My setup consists of:
- An Arduino Duemilenove,
- An LM35 connected to the Arduino
- A Computer running Linux Mint,
- An account at ThingSpeak for storing and plotting the data.
The Arduino
To get the temperature reading from the LM35 I programmed the arduino to:
- Read from the analog port (A0).
- Convert the 0-1023 (10bit) to a value between 0 and 5V (Vsupply).
- Convert that voltage to temperature based on the LM35 outputing 10mV/C.
/* Reads the voltage output from an LM35
and converts the voltage to a temperature C.

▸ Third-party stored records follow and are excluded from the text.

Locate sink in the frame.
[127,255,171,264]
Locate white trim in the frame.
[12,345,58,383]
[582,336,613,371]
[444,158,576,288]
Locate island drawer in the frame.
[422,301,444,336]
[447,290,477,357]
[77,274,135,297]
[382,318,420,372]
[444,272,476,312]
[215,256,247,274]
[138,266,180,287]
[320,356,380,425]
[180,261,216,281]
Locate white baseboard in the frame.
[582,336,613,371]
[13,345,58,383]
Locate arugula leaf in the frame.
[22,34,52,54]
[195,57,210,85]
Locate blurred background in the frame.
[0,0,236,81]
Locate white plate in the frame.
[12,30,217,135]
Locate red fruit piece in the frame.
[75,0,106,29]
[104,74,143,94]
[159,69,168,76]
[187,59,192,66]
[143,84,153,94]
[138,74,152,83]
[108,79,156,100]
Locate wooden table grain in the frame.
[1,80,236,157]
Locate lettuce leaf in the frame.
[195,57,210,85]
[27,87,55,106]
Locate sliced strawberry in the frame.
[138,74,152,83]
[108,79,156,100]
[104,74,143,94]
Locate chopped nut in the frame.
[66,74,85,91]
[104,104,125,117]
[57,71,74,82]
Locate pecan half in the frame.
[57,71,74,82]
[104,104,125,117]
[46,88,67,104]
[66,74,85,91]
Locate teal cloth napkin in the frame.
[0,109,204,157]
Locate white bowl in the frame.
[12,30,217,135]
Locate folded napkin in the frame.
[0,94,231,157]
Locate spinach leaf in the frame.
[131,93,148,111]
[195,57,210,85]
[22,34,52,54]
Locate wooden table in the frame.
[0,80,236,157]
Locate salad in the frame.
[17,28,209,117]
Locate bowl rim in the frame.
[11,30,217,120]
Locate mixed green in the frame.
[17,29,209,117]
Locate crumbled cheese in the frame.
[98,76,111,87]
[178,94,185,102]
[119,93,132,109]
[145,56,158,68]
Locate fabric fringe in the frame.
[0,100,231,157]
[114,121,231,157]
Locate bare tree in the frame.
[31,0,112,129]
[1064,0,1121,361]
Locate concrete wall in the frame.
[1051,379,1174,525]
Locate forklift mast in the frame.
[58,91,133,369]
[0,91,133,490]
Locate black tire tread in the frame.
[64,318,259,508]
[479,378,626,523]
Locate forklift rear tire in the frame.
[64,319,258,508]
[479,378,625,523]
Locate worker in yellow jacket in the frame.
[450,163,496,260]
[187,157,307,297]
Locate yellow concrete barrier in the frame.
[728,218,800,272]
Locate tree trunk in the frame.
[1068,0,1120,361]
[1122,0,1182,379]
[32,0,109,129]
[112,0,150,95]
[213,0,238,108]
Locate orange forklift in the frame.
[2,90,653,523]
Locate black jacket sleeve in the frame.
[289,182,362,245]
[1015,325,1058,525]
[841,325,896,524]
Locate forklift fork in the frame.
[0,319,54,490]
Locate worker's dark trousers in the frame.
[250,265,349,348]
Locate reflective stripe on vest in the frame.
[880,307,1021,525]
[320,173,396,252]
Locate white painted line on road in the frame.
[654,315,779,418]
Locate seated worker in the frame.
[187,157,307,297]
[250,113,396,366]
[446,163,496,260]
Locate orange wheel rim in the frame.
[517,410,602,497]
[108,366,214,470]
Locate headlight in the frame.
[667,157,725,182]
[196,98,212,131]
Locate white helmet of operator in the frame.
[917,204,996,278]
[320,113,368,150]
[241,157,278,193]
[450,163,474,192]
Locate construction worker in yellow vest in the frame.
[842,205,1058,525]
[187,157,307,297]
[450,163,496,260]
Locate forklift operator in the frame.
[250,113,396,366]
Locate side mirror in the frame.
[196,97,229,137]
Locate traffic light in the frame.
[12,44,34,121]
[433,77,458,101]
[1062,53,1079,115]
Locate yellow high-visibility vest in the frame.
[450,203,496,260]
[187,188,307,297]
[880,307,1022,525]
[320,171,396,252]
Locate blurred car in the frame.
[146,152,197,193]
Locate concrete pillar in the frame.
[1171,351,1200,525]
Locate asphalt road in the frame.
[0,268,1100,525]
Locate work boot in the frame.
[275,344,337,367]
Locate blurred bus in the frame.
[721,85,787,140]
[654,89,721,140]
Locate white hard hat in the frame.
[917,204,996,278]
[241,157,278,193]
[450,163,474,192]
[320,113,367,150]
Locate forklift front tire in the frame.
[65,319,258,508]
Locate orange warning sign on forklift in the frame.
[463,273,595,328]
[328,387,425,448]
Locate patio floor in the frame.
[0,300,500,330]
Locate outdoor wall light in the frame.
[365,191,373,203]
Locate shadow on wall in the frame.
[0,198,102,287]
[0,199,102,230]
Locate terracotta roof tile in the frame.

The analog input: 0 - 1023
Vs: 5V
LM35 output: 10mV/C
*/
int inputPin = A0; // LM35 output connected to Analog pin0
int inputValue = 0; // analog sensor value 0 to 1023
float temperature = 0; //initialize temperature variable
char tempValue[]="";
void setup() {
// inputPin is an INPUT
pinMode(inputPin, INPUT);
Serial.begin(9600);
}
void loop() {
// read the voltage from the LM35
inputValue = analogRead(inputPin);
//map the analog reading of the LM35 based on a Vs: 5V and Vin: 10mV/C
temperature=(float(inputValue)/1023.0)*500.0;
//print to USB
Serial.print("Temperature: ");
Serial.println(temperature,1);
}
The output from the Arduino looks like:
Temperature: 25
Read the Arduino output and send to ThingSpeak
The output from the Arduino was read by a python script on my laptop. It received the temperature from the Arduino and then posted it to my account at ThingSpeak. You could just as easily write the temperatures to a file, but I like how easy it is to get a nice chart from ThingSpeak.
#!/usr/bin/env python
# -*- coding: utf-8 -*-
#
import serial
import re
import requests
import ConfigParser
def sendToThingSpeak(temperature, api_key):
Parameters={"key":api_key, "field1":temperature.group(1)}
response=requests.post("https://api.thingspeak.com/update", params=Parameters)
return (response)
print "Starting ..."
config = ConfigParser.ConfigParser()
config.read('config.cfg')
api_key = config.get('default','api_key')
#Search pattern for the temperature value
dataForm = r'Temperature: (\d+\.\d*)'
repeat = True
#set up the USB port
print "Setting up serial ..."
ser = serial.Serial('/dev/ttyUSB0', 9600, timeout=None)
while(repeat):
#read in the temperature from the Arduino
dataLine=ser.readline()
if dataLine: #if the reading was successful
temperature=re.search(dataForm,dataLine) #extract the temperature from the reading
if temperature:
print temperature.group(1)
repeat=False
response = sendToThingSpeak(temperature, api_key)
print response
serial.close()
And the config.cfg file is just
[default]
api_key:your thingspeak key
I used crontab to run the python script every 20 minutes. Since I used a config file to keep my api_key I had to get crontab cd into the python scripts directory then run the script. As well since the script prints output, the output needs to be directed to a log file.
crontab
*/20 * * * * cd path/to/python/script.py %% ./pythonscript.py >> script.log
I then can call the chart from thingspeak and place it on my page using
<iframe width="620" height="370" style="border: 1px solid #cccccc;" src="https://thingspeak.com/channels/8220/charts/1?width=600&height=350&results=20"></iframe>
The values are then plotted using the ThingSpeaks chart api.